Belarus: Alexander Lukaschenko

Der belarussische Präsident regiert sein Land seit 1994 mit harter Hand und nahezu uneingeschränkter Machtfülle. Geschickt laviert er zwischen EU, Russland und NATO und hält die Opposition an der kurzen Leine. Doch nach einem Vierteljahrhundert an der Macht denkt Lukaschenko nun über seinen Rückzug nach. „Ich verspreche, dass ich meine Reise ins Jenseits nicht vom Sessel des Präsidenten aus antreten werde“, erklärte der 64-Jährige im März auf einer Pressekonferenz. „Ich habe die Präsidentschaft langsam satt.“ Viele Belarussen rätseln nun darüber, wie Lukaschenko seine Nachfolge regeln will. Eine Reihe von Beobachtern hält eine Machtübergabe an einen der drei Söhne des Präsidenten – Viktor, Dmitrij und Nikolaj – für wahrscheinlich.

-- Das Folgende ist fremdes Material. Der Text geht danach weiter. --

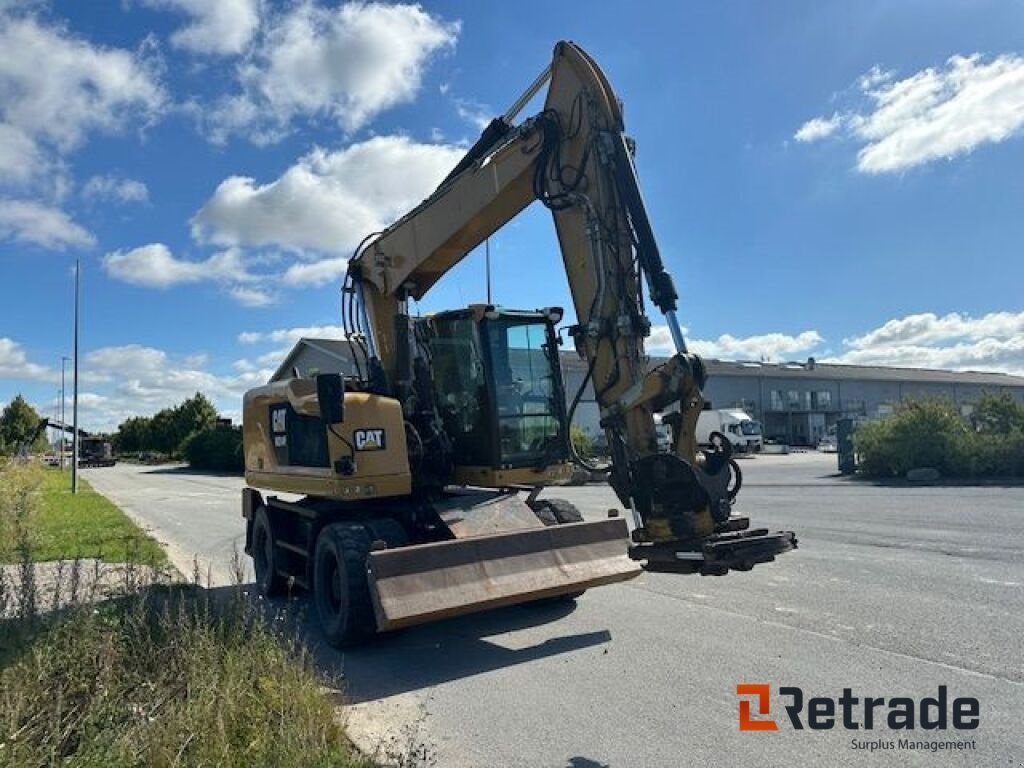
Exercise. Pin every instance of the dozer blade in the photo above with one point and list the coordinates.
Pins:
(428, 582)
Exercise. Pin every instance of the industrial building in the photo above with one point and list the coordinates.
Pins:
(796, 402)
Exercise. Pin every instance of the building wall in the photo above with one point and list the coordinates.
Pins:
(802, 408)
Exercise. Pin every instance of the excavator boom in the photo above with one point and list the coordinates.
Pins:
(474, 397)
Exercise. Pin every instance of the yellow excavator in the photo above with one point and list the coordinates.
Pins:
(420, 473)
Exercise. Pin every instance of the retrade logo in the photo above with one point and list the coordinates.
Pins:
(851, 712)
(761, 693)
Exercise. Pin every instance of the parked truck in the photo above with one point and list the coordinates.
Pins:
(741, 431)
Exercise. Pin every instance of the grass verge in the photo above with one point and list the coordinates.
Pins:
(165, 676)
(62, 525)
(156, 674)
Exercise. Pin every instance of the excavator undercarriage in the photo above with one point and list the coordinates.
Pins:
(421, 470)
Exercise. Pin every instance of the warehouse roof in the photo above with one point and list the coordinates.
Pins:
(341, 350)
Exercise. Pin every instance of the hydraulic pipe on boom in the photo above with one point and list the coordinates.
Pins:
(576, 158)
(422, 471)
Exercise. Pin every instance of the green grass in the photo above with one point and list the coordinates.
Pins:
(62, 525)
(165, 677)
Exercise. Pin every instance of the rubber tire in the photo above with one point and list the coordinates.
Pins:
(341, 593)
(264, 551)
(558, 512)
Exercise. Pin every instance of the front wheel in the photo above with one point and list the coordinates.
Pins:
(264, 550)
(341, 592)
(558, 512)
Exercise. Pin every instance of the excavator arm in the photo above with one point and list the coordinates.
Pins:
(576, 159)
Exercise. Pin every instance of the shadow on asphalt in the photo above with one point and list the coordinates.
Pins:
(184, 469)
(423, 656)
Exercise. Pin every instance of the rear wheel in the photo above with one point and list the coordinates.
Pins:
(340, 589)
(268, 581)
(558, 512)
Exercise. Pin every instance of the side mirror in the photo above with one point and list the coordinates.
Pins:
(331, 397)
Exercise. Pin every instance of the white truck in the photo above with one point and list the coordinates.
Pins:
(742, 431)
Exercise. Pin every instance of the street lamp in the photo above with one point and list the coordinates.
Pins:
(64, 424)
(74, 408)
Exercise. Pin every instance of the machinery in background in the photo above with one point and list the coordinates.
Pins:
(742, 432)
(93, 451)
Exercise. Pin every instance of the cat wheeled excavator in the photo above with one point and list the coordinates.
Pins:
(421, 473)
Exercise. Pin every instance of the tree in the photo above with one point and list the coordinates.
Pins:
(19, 426)
(168, 429)
(134, 434)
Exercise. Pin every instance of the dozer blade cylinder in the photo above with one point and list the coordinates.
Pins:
(428, 582)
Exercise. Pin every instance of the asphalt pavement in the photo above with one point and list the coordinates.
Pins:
(894, 592)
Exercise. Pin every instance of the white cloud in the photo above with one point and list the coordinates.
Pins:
(929, 328)
(292, 335)
(477, 115)
(143, 379)
(56, 88)
(116, 188)
(773, 346)
(818, 128)
(327, 202)
(14, 364)
(216, 27)
(28, 221)
(346, 65)
(991, 342)
(937, 113)
(253, 297)
(19, 158)
(315, 272)
(154, 265)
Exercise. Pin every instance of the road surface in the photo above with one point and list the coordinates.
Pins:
(893, 592)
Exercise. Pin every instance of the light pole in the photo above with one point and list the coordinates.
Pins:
(74, 408)
(64, 359)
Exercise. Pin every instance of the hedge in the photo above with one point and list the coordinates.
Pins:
(933, 433)
(217, 450)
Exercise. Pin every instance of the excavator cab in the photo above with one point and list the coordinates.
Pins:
(499, 392)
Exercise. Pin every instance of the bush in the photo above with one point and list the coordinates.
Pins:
(932, 433)
(162, 676)
(216, 450)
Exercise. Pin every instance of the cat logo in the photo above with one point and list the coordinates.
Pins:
(369, 439)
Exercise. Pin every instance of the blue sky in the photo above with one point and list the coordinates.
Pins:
(836, 179)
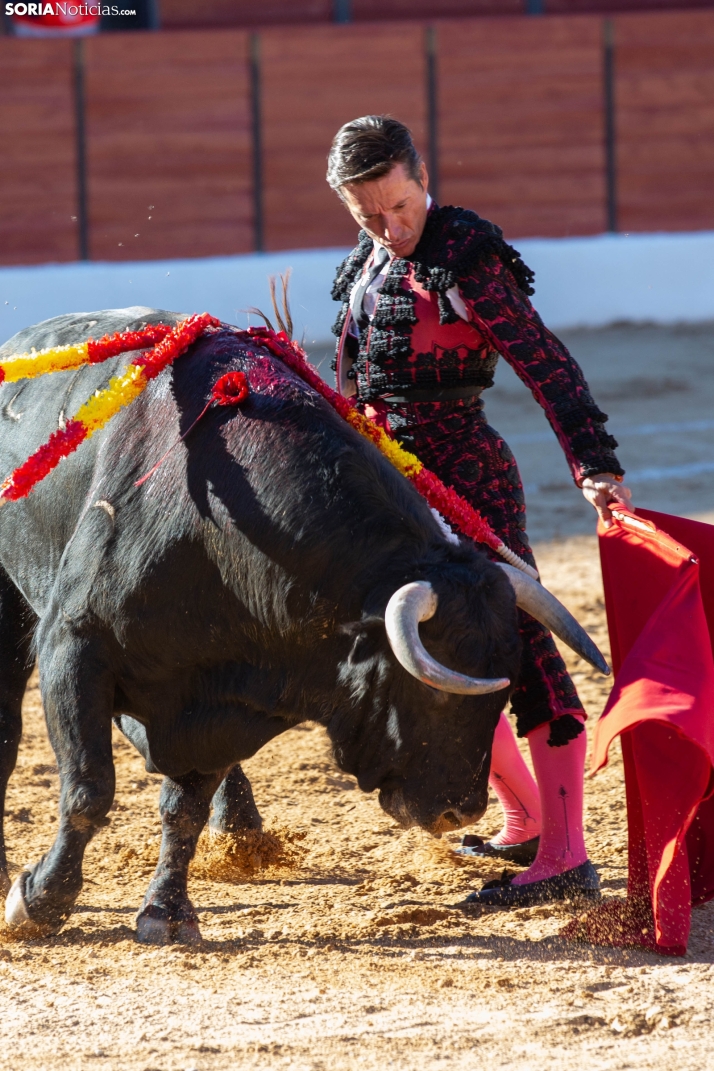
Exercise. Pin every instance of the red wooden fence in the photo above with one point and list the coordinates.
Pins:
(521, 135)
(168, 145)
(665, 118)
(226, 133)
(313, 80)
(38, 160)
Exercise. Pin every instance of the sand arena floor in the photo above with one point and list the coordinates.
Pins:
(351, 955)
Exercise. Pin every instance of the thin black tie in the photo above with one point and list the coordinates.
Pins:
(380, 258)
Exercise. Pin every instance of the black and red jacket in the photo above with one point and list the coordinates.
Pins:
(415, 341)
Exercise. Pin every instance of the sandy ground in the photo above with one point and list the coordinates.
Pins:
(355, 956)
(352, 958)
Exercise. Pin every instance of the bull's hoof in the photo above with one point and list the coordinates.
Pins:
(17, 916)
(153, 931)
(154, 925)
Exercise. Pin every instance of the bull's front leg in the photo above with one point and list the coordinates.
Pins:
(167, 914)
(234, 809)
(77, 692)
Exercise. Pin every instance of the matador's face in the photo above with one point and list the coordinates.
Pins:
(392, 209)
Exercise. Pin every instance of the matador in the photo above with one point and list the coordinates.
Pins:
(430, 298)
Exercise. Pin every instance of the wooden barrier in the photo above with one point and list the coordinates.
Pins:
(191, 14)
(665, 121)
(38, 156)
(550, 126)
(520, 126)
(312, 83)
(168, 145)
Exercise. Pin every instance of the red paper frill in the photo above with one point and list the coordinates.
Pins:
(231, 389)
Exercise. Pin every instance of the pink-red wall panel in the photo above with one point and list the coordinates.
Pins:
(181, 14)
(313, 81)
(373, 10)
(520, 122)
(665, 120)
(169, 149)
(38, 162)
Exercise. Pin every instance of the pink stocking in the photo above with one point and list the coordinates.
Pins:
(515, 788)
(559, 772)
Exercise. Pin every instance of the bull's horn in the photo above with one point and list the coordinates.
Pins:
(541, 604)
(408, 606)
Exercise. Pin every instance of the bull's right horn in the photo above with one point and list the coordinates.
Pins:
(409, 605)
(541, 604)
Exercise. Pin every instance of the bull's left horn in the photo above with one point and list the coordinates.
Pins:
(408, 606)
(541, 604)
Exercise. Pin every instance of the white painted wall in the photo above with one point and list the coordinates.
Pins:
(580, 282)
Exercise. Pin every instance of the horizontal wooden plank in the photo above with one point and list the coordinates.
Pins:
(616, 6)
(520, 122)
(313, 83)
(376, 10)
(38, 152)
(169, 145)
(194, 14)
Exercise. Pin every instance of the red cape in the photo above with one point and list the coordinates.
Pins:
(658, 577)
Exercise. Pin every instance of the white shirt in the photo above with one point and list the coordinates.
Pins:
(369, 300)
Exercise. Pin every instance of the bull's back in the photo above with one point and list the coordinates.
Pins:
(34, 531)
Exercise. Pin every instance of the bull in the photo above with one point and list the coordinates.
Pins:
(275, 569)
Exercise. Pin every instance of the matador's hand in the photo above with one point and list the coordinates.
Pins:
(603, 489)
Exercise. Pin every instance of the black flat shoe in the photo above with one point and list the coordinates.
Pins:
(581, 883)
(522, 854)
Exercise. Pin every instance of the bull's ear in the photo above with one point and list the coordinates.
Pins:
(367, 637)
(368, 623)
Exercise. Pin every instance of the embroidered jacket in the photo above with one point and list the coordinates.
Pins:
(416, 341)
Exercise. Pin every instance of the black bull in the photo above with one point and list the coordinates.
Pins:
(239, 591)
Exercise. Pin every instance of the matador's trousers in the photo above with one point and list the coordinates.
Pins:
(453, 439)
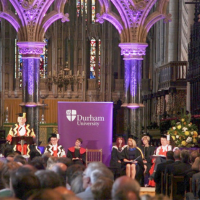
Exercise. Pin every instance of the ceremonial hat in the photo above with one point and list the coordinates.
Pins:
(22, 115)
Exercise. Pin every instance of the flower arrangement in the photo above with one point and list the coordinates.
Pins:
(184, 133)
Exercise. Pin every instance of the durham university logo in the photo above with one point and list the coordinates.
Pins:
(71, 115)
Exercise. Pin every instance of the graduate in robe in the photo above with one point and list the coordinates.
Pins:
(21, 129)
(77, 153)
(54, 148)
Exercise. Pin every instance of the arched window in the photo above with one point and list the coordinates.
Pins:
(19, 62)
(95, 59)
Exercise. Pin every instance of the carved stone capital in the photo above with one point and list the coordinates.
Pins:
(31, 48)
(133, 50)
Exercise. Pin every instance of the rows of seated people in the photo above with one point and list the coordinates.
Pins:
(58, 178)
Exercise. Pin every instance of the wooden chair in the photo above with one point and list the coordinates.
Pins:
(175, 180)
(93, 155)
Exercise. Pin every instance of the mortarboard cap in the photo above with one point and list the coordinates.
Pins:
(22, 115)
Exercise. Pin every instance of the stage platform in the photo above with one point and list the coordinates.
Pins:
(147, 190)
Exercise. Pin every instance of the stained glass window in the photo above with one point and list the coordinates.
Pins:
(93, 56)
(19, 62)
(93, 11)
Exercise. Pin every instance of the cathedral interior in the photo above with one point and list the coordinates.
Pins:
(129, 52)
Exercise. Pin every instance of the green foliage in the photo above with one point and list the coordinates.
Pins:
(184, 133)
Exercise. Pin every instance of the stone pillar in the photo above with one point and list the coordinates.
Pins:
(31, 52)
(133, 53)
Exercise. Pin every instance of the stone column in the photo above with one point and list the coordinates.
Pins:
(133, 53)
(31, 52)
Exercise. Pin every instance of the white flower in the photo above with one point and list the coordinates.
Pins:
(184, 129)
(189, 139)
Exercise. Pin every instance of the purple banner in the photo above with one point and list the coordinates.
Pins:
(91, 121)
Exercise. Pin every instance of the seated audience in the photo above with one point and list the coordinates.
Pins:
(133, 160)
(101, 189)
(7, 170)
(93, 172)
(60, 169)
(77, 154)
(125, 188)
(161, 152)
(148, 151)
(54, 148)
(161, 169)
(116, 156)
(48, 179)
(23, 183)
(72, 172)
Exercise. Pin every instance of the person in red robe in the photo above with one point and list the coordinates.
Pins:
(77, 154)
(54, 148)
(21, 129)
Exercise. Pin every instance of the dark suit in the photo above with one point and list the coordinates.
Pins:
(157, 178)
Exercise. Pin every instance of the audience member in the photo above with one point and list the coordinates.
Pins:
(116, 156)
(45, 194)
(77, 153)
(23, 183)
(48, 179)
(60, 169)
(71, 173)
(101, 189)
(161, 169)
(125, 188)
(7, 170)
(92, 173)
(54, 148)
(133, 160)
(77, 182)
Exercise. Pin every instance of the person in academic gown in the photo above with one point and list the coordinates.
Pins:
(54, 148)
(76, 153)
(133, 160)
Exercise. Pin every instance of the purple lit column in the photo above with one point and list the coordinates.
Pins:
(133, 53)
(31, 52)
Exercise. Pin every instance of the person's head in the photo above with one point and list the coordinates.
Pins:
(131, 143)
(177, 154)
(125, 188)
(60, 169)
(185, 156)
(21, 119)
(170, 155)
(44, 194)
(145, 140)
(120, 141)
(53, 139)
(102, 184)
(72, 172)
(48, 179)
(193, 155)
(163, 140)
(21, 184)
(7, 169)
(78, 142)
(77, 182)
(94, 171)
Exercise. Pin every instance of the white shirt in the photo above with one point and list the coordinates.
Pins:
(22, 130)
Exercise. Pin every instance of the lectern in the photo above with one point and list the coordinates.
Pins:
(22, 140)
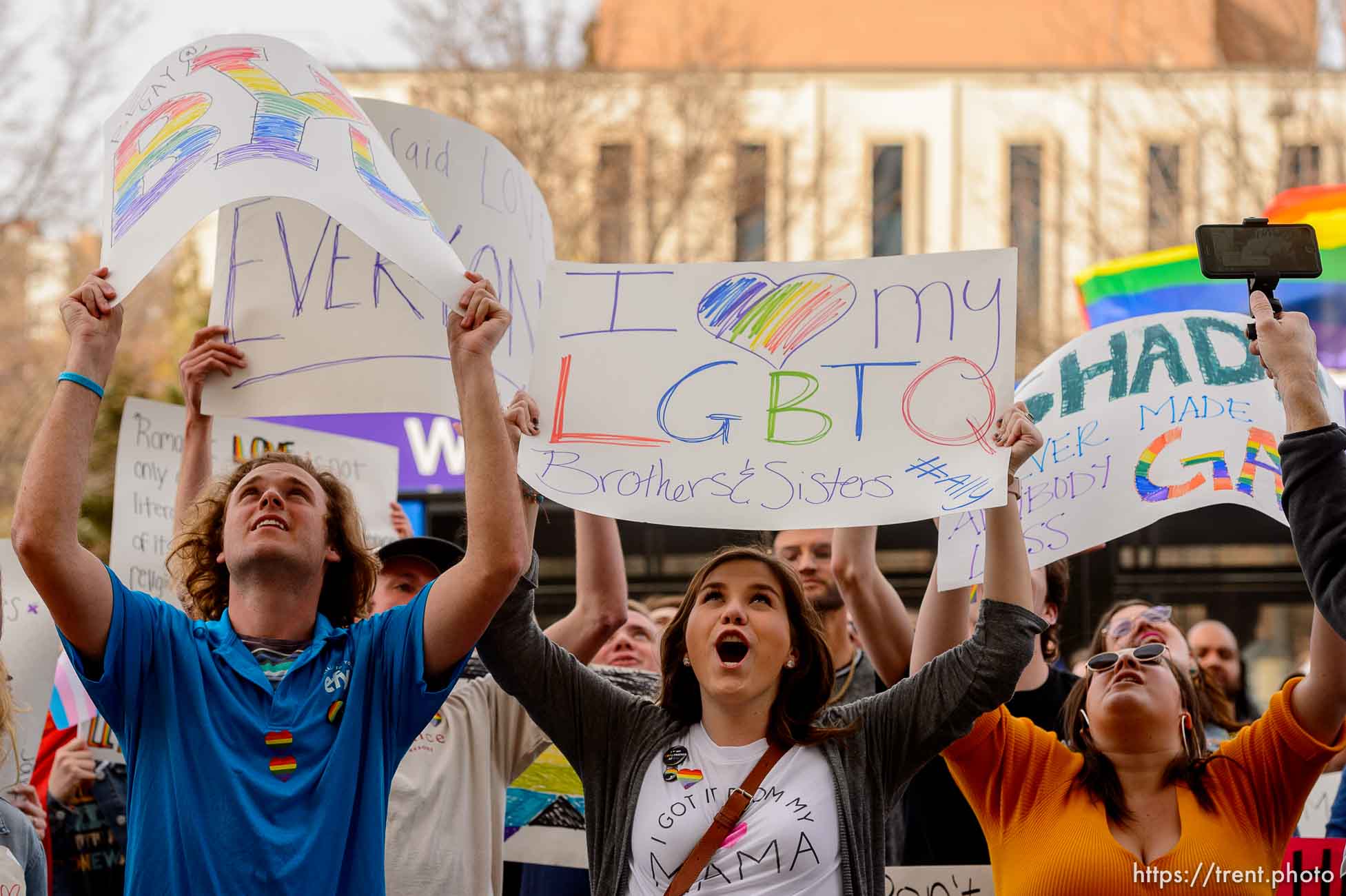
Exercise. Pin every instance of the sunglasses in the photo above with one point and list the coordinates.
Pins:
(1145, 654)
(1152, 615)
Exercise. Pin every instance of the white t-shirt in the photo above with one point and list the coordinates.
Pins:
(786, 842)
(446, 812)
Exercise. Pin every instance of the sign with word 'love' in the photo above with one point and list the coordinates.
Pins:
(150, 449)
(333, 325)
(774, 396)
(1143, 419)
(237, 116)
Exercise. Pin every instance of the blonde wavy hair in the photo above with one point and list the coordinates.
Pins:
(203, 582)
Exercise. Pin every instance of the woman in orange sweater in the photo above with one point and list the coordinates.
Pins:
(1138, 802)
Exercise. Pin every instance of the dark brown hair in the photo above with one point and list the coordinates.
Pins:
(1059, 593)
(1097, 777)
(1210, 696)
(804, 691)
(347, 584)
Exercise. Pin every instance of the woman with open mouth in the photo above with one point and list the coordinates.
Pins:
(740, 780)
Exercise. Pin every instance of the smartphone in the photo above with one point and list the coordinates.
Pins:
(1231, 252)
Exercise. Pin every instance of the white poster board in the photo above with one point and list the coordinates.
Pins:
(1318, 808)
(1143, 419)
(30, 647)
(333, 326)
(236, 116)
(150, 456)
(774, 396)
(939, 880)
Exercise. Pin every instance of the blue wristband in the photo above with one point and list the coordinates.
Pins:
(80, 380)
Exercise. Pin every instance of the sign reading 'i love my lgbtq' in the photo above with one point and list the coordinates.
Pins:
(774, 396)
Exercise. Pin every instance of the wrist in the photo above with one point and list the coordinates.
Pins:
(89, 363)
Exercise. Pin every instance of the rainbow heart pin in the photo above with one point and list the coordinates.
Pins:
(772, 319)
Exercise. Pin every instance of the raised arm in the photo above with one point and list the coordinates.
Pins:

Für mehrere Experten kommt ein solches Familienszenario allerdings nur als Übergangsvariante in Frage. Ihnen zufolge sucht der Präsident bereits längst außerhalb seiner Familie nach einem Nachfolger. Allerdings sei die Suche bisher erfolglos, schreibt das Nachrichtenportal eadaily.com. Durch seinen harten Regierungsstil habe Lukaschenko das Heranwachsen eigenständiger Führungspersönlichkeiten verhindert. Allerdings hat der belarussische Präsident bereits erste Schritte für die Zeit nach seinem Abgang angekündigt. So soll eine Verfassungsreform Parlament und Regierung stärken, das Präsidentenamt aber schwächen. Mit einem ähnlichen Schritt hatte sich Nursultan Nasarbajew vor einem Jahr Immunität und Schutz für die Zeit nach dem Rücktritt gesichert und die Operation Rücktritt eingeleitet.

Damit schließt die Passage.